I had to dive deep into the github repo, but I finally got it. To do this, you need to know how stat_smooth works. In this particular case, the loess function is called to perform smoothing (various smoothing functions can be built using the same process as below):
So, using loess in this case, we will do:
#data df <- mtcars[,c("mpg","cyl"), with=FALSE] #run loess model cars.lo <- loess(cyl ~ mpg, df)

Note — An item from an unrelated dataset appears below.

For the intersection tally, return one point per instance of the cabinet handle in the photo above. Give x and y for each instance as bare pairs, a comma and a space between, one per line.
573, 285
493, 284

Then I had to read this to see how forecasts were made inside stat_smooth . Hasley apparently uses the predictdf function (which is not exported to the namespace), as described below for our case:
predictdf.loess <- function(model, xseq, se, level) { pred <- stats::predict(model, newdata = data.frame(x = xseq), se = se) if (se) { y = pred$fit ci <- pred$se.fit * stats::qt(level / 2 + .5, pred$df) ymin = y - ci ymax = y + ci data.frame(x = xseq, y, ymin, ymax, se = pred$se.fit) } else { data.frame(x = xseq, y = as.vector(pred)) } }
After reading the above, I was able to create my own data.frame of forecasts using:
Looking at predictdf.loess , we see that the upper bound of the confidence interval is created as pred$fit + pred$se.fit * qt(0.95 / 2 + .5, pred$df) , and the lower bound is created as pred$fit - pred$se.fit * qt(0.95 / 2 + .5, pred$df) .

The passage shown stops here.